TOP 25 HEALTHCARE PR: Health check - Mary Cowlett examines how sectoral change hit pharma PR firms in 2002

As NHS change proceeded apace, the National Institute for Clinical Excellence (NICE) increased its influence, and pharma companies squeezed their spending, 2002 was clearly a pivotal year for healthcare PR specialists.

Nevertheless, this year's league table suggests this challenging environment opened up a wealth of opportunities.

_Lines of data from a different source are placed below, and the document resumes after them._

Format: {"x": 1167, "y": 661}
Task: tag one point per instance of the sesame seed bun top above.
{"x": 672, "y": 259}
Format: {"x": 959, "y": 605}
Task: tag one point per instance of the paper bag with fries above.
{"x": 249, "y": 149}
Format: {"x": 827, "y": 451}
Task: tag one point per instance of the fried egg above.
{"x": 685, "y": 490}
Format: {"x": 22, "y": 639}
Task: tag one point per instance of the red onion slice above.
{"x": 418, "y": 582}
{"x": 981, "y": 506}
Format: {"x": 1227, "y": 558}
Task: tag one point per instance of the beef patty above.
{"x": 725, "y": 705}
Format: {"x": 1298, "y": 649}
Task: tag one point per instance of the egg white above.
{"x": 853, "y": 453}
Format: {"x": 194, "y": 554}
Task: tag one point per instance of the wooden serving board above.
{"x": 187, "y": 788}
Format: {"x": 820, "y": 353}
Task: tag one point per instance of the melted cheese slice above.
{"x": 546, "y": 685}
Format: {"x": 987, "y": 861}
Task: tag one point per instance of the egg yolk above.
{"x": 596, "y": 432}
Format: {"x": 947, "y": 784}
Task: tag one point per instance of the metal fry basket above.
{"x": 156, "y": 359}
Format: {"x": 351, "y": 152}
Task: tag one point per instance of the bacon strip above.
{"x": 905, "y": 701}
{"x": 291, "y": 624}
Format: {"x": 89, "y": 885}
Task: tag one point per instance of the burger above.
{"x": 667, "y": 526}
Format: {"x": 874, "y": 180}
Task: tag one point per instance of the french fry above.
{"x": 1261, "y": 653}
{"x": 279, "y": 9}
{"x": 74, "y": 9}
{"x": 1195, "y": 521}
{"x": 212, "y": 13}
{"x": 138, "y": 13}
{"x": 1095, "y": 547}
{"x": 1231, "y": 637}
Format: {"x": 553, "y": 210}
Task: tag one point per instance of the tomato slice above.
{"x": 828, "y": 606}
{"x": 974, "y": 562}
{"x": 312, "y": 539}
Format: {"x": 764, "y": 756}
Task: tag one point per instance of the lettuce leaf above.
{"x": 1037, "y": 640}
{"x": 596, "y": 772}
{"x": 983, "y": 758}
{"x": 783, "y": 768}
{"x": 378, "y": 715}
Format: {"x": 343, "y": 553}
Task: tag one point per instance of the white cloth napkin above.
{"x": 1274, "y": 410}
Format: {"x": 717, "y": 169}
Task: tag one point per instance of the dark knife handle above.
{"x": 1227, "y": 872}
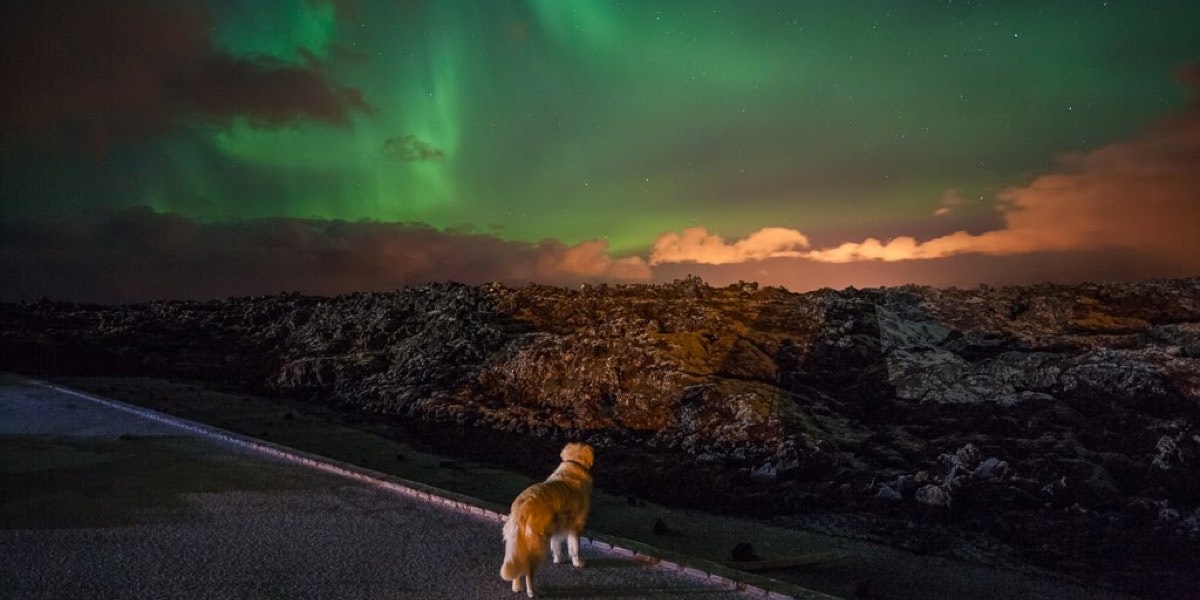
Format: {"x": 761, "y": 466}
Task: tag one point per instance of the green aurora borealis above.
{"x": 623, "y": 120}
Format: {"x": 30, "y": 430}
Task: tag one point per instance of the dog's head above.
{"x": 579, "y": 453}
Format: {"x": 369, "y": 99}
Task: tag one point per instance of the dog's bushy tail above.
{"x": 525, "y": 545}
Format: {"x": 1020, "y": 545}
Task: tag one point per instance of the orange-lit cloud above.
{"x": 696, "y": 245}
{"x": 1139, "y": 196}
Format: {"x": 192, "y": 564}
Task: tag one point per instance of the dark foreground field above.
{"x": 1038, "y": 430}
{"x": 496, "y": 467}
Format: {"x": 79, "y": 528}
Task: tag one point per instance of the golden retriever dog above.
{"x": 545, "y": 514}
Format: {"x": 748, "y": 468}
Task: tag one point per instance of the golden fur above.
{"x": 547, "y": 513}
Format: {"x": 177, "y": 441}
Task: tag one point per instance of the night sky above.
{"x": 228, "y": 148}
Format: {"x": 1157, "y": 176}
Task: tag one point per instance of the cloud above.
{"x": 95, "y": 70}
{"x": 1139, "y": 196}
{"x": 138, "y": 255}
{"x": 409, "y": 149}
{"x": 696, "y": 245}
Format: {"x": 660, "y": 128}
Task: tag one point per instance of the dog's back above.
{"x": 545, "y": 511}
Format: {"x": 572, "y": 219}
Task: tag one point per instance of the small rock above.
{"x": 887, "y": 493}
{"x": 993, "y": 469}
{"x": 934, "y": 496}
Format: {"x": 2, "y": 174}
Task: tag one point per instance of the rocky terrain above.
{"x": 1055, "y": 426}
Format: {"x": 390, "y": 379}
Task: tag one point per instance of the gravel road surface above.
{"x": 99, "y": 503}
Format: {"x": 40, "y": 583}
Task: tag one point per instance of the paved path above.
{"x": 99, "y": 503}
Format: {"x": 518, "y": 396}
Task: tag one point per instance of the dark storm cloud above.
{"x": 96, "y": 70}
{"x": 409, "y": 149}
{"x": 139, "y": 255}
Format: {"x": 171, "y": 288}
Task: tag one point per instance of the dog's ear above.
{"x": 579, "y": 453}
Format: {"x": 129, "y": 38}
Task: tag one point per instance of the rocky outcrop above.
{"x": 989, "y": 401}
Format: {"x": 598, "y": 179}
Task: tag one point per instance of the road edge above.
{"x": 696, "y": 568}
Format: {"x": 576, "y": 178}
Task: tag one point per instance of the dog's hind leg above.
{"x": 529, "y": 585}
{"x": 573, "y": 546}
{"x": 556, "y": 547}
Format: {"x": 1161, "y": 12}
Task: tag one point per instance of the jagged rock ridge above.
{"x": 1037, "y": 397}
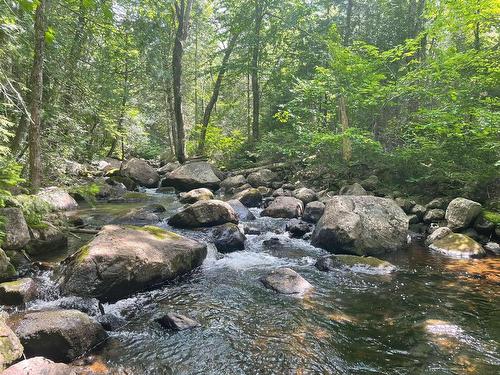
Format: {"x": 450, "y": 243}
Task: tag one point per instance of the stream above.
{"x": 434, "y": 315}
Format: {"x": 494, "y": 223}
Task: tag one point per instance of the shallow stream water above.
{"x": 434, "y": 315}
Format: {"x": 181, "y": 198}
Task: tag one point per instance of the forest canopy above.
{"x": 336, "y": 89}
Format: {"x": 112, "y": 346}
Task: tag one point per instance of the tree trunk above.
{"x": 255, "y": 71}
{"x": 344, "y": 121}
{"x": 215, "y": 94}
{"x": 36, "y": 88}
{"x": 182, "y": 12}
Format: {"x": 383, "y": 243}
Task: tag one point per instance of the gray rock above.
{"x": 16, "y": 230}
{"x": 361, "y": 225}
{"x": 60, "y": 335}
{"x": 228, "y": 238}
{"x": 124, "y": 260}
{"x": 263, "y": 177}
{"x": 193, "y": 175}
{"x": 141, "y": 172}
{"x": 461, "y": 213}
{"x": 204, "y": 214}
{"x": 286, "y": 281}
{"x": 313, "y": 211}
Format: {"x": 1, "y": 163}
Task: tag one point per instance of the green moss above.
{"x": 491, "y": 216}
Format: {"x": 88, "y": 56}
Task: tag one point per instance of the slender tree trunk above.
{"x": 36, "y": 88}
{"x": 182, "y": 11}
{"x": 215, "y": 94}
{"x": 255, "y": 71}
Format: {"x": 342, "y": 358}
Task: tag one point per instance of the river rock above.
{"x": 193, "y": 175}
{"x": 58, "y": 199}
{"x": 10, "y": 346}
{"x": 242, "y": 212}
{"x": 284, "y": 207}
{"x": 233, "y": 182}
{"x": 461, "y": 213}
{"x": 305, "y": 195}
{"x": 60, "y": 335}
{"x": 434, "y": 215}
{"x": 141, "y": 172}
{"x": 361, "y": 225}
{"x": 249, "y": 197}
{"x": 228, "y": 238}
{"x": 263, "y": 177}
{"x": 204, "y": 214}
{"x": 458, "y": 245}
{"x": 367, "y": 264}
{"x": 7, "y": 270}
{"x": 196, "y": 195}
{"x": 18, "y": 292}
{"x": 123, "y": 260}
{"x": 354, "y": 189}
{"x": 16, "y": 230}
{"x": 177, "y": 322}
{"x": 438, "y": 234}
{"x": 313, "y": 211}
{"x": 286, "y": 281}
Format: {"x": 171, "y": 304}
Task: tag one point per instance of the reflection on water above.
{"x": 434, "y": 315}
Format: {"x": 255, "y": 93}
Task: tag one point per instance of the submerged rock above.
{"x": 16, "y": 230}
{"x": 367, "y": 264}
{"x": 204, "y": 214}
{"x": 458, "y": 245}
{"x": 286, "y": 281}
{"x": 228, "y": 238}
{"x": 361, "y": 225}
{"x": 193, "y": 175}
{"x": 284, "y": 207}
{"x": 18, "y": 292}
{"x": 177, "y": 322}
{"x": 196, "y": 195}
{"x": 124, "y": 260}
{"x": 461, "y": 213}
{"x": 60, "y": 335}
{"x": 141, "y": 172}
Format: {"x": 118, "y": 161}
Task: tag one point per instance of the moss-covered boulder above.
{"x": 122, "y": 260}
{"x": 355, "y": 263}
{"x": 458, "y": 245}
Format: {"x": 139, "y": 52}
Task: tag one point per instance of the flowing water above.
{"x": 434, "y": 315}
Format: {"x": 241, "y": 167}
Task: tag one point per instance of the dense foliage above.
{"x": 404, "y": 88}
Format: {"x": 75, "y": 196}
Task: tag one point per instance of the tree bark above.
{"x": 255, "y": 71}
{"x": 215, "y": 94}
{"x": 36, "y": 88}
{"x": 182, "y": 12}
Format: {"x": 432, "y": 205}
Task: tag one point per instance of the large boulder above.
{"x": 458, "y": 245}
{"x": 7, "y": 270}
{"x": 313, "y": 211}
{"x": 60, "y": 335}
{"x": 40, "y": 366}
{"x": 461, "y": 213}
{"x": 228, "y": 238}
{"x": 204, "y": 214}
{"x": 123, "y": 260}
{"x": 58, "y": 199}
{"x": 250, "y": 197}
{"x": 361, "y": 225}
{"x": 263, "y": 177}
{"x": 286, "y": 281}
{"x": 10, "y": 346}
{"x": 16, "y": 230}
{"x": 285, "y": 207}
{"x": 141, "y": 172}
{"x": 196, "y": 195}
{"x": 193, "y": 175}
{"x": 242, "y": 212}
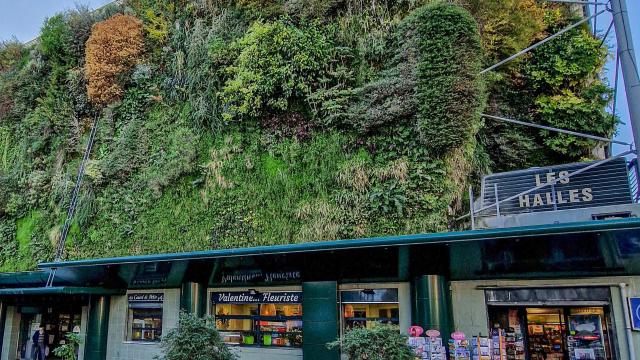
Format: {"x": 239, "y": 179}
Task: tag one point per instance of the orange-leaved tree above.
{"x": 114, "y": 47}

The majority of PR firms listed that featured last year posted healthy growth - and some, most notably HCC De Facto Group at number eight and fifth-placed Galliard Healthcare, positively thrived.

Furthermore, for those companies entering the league table that split out their healthcare PR income, by far the biggest earner - generating a whopping 58 per cent of fee income - was ethical and pharmaceutical communications. OTC medicines and devices earned a further 15 per cent respectively, while seven per cent came from vitamins and alternative and complementary medicines. A mere five per cent was generated from DTC communications.

However, the Sarbanes-Oxley Act reared its head yet again, severely affecting this year's table, with many agencies prohibited from submitting figures.

These range from last year's top two, Medical Action Communications and the WPP-owned Shire Health Group, through large multi-practice agencies such as Weber Shandwick, to smaller owned players, including Athena Medical PR, part of Omnicom. Even so, those whose hands are tied by the SEC's new regulations are still profiled alongside other entrants, with, where possible, figures compiled before Sarbanes-Oxley came into effect and published in Communique (Jan-June 2003).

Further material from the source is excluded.